Marco Rubio: Security risk to the U.S.

Sen. Marco Rubio once called former Secretary of State Hillary Clinton “irresponsible” for using a private email server while she served as the nation’s top diplomat. Recently, and now under the Trump spell, Rubio seems to have changed his tune when it comes to top secrets that can be used to destroy the U.S. 

“This is really at its core a storage argument that they’re making. … I don’t think a fight over storage of documents is worthy of what they’ve done.” Those were the words uttered by Florida Senator Marco Rubio to a Miami TV news reporter in the aftermath of the FBI’s raid on Mar-a-Lago, where they seized illegally taken government records by former president Donald Trump. 
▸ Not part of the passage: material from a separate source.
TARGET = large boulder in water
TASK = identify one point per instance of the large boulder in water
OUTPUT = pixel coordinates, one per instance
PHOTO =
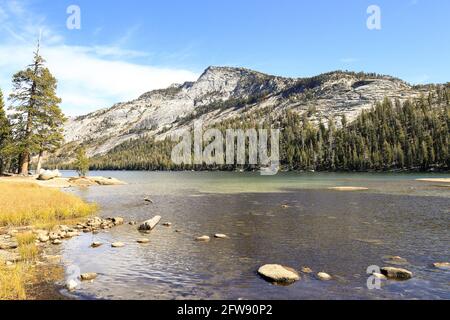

So Rubio, the top-ranking Republican on the Senate Intelligence Committee, who defends the former president no matter the situation, felt that, as The Washingto Post reported, documents “describing a foreign government’s military defenses, including its nuclear capabilities, and found by FBI agents who searched former president Donald Trump’s Mar-a-Lago residence and private club last month,” was much to do about a storage problem.

A storage problem?

Marco Rubio’s reaction to the stolen, top-secret, government records leaves one scratching one’s head. These top-secret files, which Trump assured earlier this year had all been returned, were actually stored, and not very safely, at Mar-a-Lago, the former president’s Palm Beach country club where people come and go and where security has been known to be lax — note the recent revelation of a Ukrainian woman posing as ‘heiress’ Anna De Rothschild who gained access to the Trump home by ingratiating herself with Trump and his entourage. And Rubio, the Senate’s top ranking intelligence committee member, a U.S. officials who should be safeguarding the nation’s most important secrets, passes off the stolen files as a “storage problem!” 

In a fundraising email he has called it the “radical left’s witch hunt.”

As David Corn of Mother Jones wrote: “Rubio has been one of the loudest voices denouncing the bureau [the FBI] and amplifying the MAGA message that Trump has been unfairly victimized by Democrats and the Deep State.”  

But why, Little Marco?

There are many reasons for Rubio’s reaction and support of Trump. One is the fact that he’s running a close reelection race against congresswoman Val Demings. Based on an average of the latest polls, Real Clear Politics has Rubio leading the Democrat, Demings, by 2.3 percentage points — well within most any survey’s margin of error. In other words, although still leaning Republican, this race is a toss-up. 

Rubio knows this and knows he needs the Trump voters in Florida. As for the nation’s top secrets which he has sworn to protect? The heck with them as long as he wins his race. Which bring up the question every Florida voters should ask him or herself: Is Rubio up to the task? And can we trust him?

Marco does not deserve our respect

The Mar-a-Lago stolen files case brings up a comparison that also involves Rubio. It deals with the position the senator took when Hillary Clinton was being investigated for her handling of emails at the State Department when she was Secretary of State. 

Here’s what Corn had to say in his Mother Jones article:

“A few years ago, Rubio adopted a much more aggressive approach to the mishandling of government records when Clinton’s emails were the issue. He blasted her as ‘irresponsible’ for using a personal email server for Department of State correspondence and voiced concern that she had made classified information vulnerable to foreign spy services. When FBI director James Comey publicly recommended Clinton not be prosecuted, Rubio proclaimed Clinton’s conduct was ‘disgraceful’ and complained she had left ‘sensitive and classified national security information vulnerable to theft and exploitation by America’s enemies.’ He added, ‘Her actions were grossly negligent, damaged national security and put lives at risk.’”

In his article, now referring to the present, Corn adds that “This week, the Washington Post reported that one of these documents described a foreign government’s military defenses, including its nuclear capabilities and that some of the seized records ‘detail top-secret U.S. operations so closely guarded that many senior national security officials are kept in the dark about them. Only the president, some members of his Cabinet or a near-Cabinet-level official could authorize other government officials to know details of these special-access programs.’”

Rubio must have seen something the polls have not revealed because he seems desperate. In the email to contributors where he goes after the “radical left” he also throws red meat to South Florida Cubans by writing that “I’ll say it plain and simple, using government power to persecute political opponents is something we have seen many times from Marxist dictatorships, but now, we’re seeing it from the Biden administration.” 

The Senate election in Florida is in November. The stakes are high — unless voters don’t consider nuclear secrets and other highly classified government information, and who has access to it, not very important. 

I’ll let David Corn finish for me:

“Should the Republicans win the Senate in the midterm elections, Rubio might well become chair of the intelligence committee once more and, presumably, not care deeply about the possible threat Trump’s heist of top-secret records has posed to US national security. With his cavalier attitude toward the protection of secret material, Rubio might himself pose a national security risk.”